Um encontro reuniu na tarde deste sábado (11), na Feira do Livro de Porto Alegre, dois notórios pesquisadores e contadores de história da música brasileira. De um lado do palco do Auditório Barbosa Lessa — Espaço Força e Luz, estava o jornalista e produtor musical Nelson Motta. De outro, o músico, jornalista e pesquisador Arthur de Faria.
Depois do bate-papo, Arthur iria para a praça autografar Lupicínio: Uma Biografia Musical (Arquipélago Editorial), em que resgata a trajetória do compositor desde sua infância na Ilhota. Já Motta partiria para assinar a nova edição do clássico Noites Tropicais (Harper Collins), que retrata os anos de ouro da MPB.
Em um auditório lotado, com 200 assentos ocupados, os dois participaram de um encontro intitulado De Lupicínio Rodrigues aos Anos de Ouro do Nosso Cenário Musical, em que relembraram causos e curiosidades de figuras da música brasileira.
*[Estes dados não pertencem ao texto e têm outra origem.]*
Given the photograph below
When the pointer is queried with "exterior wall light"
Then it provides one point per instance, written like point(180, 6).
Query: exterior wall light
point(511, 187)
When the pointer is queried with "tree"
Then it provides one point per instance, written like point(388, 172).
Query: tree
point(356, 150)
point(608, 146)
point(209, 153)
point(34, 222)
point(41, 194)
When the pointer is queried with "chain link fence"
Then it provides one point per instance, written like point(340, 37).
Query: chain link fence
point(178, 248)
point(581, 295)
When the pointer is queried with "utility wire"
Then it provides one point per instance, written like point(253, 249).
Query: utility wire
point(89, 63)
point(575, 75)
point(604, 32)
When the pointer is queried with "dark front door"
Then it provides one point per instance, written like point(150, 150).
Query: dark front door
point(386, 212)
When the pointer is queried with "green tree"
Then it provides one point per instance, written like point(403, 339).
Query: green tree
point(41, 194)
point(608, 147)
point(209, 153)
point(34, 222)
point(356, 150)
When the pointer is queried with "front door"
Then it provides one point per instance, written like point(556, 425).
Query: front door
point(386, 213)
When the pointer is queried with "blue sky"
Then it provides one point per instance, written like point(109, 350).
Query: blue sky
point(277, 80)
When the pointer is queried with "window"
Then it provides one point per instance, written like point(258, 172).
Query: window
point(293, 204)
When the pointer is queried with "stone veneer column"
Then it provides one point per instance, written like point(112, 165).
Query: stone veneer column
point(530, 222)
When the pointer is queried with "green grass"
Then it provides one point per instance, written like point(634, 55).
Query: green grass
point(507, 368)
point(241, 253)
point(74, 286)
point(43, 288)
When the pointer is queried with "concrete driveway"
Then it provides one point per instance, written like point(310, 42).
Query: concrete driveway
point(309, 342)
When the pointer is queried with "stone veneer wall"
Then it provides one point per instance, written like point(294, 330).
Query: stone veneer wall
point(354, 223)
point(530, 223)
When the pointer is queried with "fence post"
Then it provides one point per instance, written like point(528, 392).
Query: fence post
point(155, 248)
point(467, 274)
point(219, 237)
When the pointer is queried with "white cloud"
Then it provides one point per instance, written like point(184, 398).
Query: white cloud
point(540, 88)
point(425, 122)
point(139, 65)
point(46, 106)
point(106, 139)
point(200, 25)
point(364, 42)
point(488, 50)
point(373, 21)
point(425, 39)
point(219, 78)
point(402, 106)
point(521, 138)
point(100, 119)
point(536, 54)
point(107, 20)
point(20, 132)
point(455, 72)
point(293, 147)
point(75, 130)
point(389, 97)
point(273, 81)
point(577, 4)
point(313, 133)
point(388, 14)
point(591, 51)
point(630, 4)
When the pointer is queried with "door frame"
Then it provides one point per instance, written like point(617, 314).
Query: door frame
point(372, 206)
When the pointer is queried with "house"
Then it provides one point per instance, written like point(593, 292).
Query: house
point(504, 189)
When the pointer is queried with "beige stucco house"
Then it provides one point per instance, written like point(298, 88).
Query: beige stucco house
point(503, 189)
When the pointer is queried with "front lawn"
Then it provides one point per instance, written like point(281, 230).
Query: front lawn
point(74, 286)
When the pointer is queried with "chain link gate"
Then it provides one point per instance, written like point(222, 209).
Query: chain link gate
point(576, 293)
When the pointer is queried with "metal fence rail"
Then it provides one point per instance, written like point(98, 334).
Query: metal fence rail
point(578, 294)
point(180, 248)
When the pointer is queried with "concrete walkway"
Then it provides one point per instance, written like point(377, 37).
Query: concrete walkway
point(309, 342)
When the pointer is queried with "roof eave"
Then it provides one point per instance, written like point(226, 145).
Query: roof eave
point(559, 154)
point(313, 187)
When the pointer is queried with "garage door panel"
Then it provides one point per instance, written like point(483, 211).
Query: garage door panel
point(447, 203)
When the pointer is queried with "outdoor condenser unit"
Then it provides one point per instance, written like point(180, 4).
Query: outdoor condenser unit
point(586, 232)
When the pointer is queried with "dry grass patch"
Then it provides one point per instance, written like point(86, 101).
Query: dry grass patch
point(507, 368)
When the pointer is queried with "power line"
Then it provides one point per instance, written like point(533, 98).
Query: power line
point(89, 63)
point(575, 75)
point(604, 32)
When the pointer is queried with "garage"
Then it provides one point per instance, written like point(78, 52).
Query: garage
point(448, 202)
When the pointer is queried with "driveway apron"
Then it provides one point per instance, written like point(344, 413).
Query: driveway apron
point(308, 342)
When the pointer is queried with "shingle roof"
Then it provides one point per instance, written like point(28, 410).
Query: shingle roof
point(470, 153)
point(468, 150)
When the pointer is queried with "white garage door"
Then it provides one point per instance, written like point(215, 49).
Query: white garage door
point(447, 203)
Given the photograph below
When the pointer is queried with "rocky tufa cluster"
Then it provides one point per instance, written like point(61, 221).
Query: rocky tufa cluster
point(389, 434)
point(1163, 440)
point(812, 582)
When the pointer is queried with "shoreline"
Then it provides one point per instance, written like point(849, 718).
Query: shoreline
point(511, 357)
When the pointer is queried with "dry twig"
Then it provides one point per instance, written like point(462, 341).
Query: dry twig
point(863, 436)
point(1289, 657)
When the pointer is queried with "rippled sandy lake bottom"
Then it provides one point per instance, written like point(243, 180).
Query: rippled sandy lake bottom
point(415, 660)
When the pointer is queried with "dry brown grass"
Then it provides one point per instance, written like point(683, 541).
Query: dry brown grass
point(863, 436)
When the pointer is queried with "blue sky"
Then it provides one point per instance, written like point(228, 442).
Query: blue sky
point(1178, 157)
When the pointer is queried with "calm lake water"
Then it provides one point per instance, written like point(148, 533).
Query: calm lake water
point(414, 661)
Primeiramente, Arthur abriu a conversa com uma brincadeira:
— Ridículo estar aqui. As coisas que escrevi, você viveu. Que sorte, né?
Então, Motta lembrou do tema de sua autobiografia, De Cu pra Lua: Dramas, Comédias e Mistérios de um Rapaz de Sorte, lançada em 2020. Ele refletiu sobre o talento em não desperdiçar a sorte.
— A sorte é neutra. Não tem ética ou merecimento. Tem pessoas horríveis que são sortudas, e quem merece pode não ter — avaliou.
— Depende do que você vai fazer com a sorte. Eu nasci para curtir e compartilhar.
Com indagações de Arthur, Motta passou a falar sobre nomes da música brasileira com quem teve contato, como o produtor e cantor Aloysio de Oliveira e o produtor André Midani. A conversa, mais tarde, também passaria por nomes como Tim Bernardes e Fernanda Takai.
Motta comentou sobre o documentário Elis e Tom, Só Tinha de Ser com Você, o qual assinou o roteiro. Com direção de Roberto de Oliveira, o filme entrou em cartaz em setembro. De acordo com o jornalista, Elis não via graça em cantar bossa nova, pois ela gostava mesmo era de expor sua voz, ao contrário do canto mais contido do estilo. Já Tom não via graça em Elis, pois não gostava de "gritaria".
Conforme relatou Motta, saiu faísca no encontro entre os dois em estúdio. Porém, durante o processo, eles foram se aproximando. A música juntou os dois artistas.
— Se tivesse mais uma semana, ia rolar. Só não teve beijo na boca. Poucas vezes se viu algo assim, com assombrosas qualidade — brincou Motta.
Ele ressaltou que seu roteiro original foi estruturado como uma história de amor, de encontros e desencontros, mas que virou outro filme na montagem. Motta também discorreu sobre o envolvimento de Elis com drogas e a morte dela, a qual afastou a hipótese de suicídio.
Tim Maia foi outro tópico abordado por Motta. Para ele, o cantor ficaria feliz com o reconhecimento que ainda tem hoje, já que estava desvalorizado em seus últimos anos.
— O forte do Tim era o humor, as piadas. Também suas opiniões críticas sobre música brasileira. Quando faltava pauta em jornal, era só ligar para o Tim Maia, ja garantia uma manchete escandalosa — divertiu-se Motta.
O jornalista e escritor Eduardo Bueno, presente na plateia, questionou se não iriam falar sobre o "tricolor Lupicínio Rodrigues". Após algumas brincadeiras, Arthur discorreu sobre a relação do compositor com o Grêmio.
Para Motta, Lupicínio sempre foi um ídolo, que conseguia transformar rancor e ódio em arte:
— Sempre o achei assombroso. Era uma forma de curar a dor de corno, do sofrimento passar. Com o tempo, a dor passa, e a arte fica.
Arthur lembrou de quando conversou com Elza Soares, questionando-a sobre a regravação de Vingança.
— Perguntei se ela estava sendo irônica na interpretação. Elza respondeu: "Evidente! Como não ser irônica com aquela letra?" — relatou Arthur.
No final, Motta foi indagado sobre qual projeto queria ter realizado, mas não conseguiu. Ele respondeu que sonhava com um disco que juntasse João Gilberto e Miles Davis.
— Atualmente, com inteligência artificial, fica moleza — provocou Motta.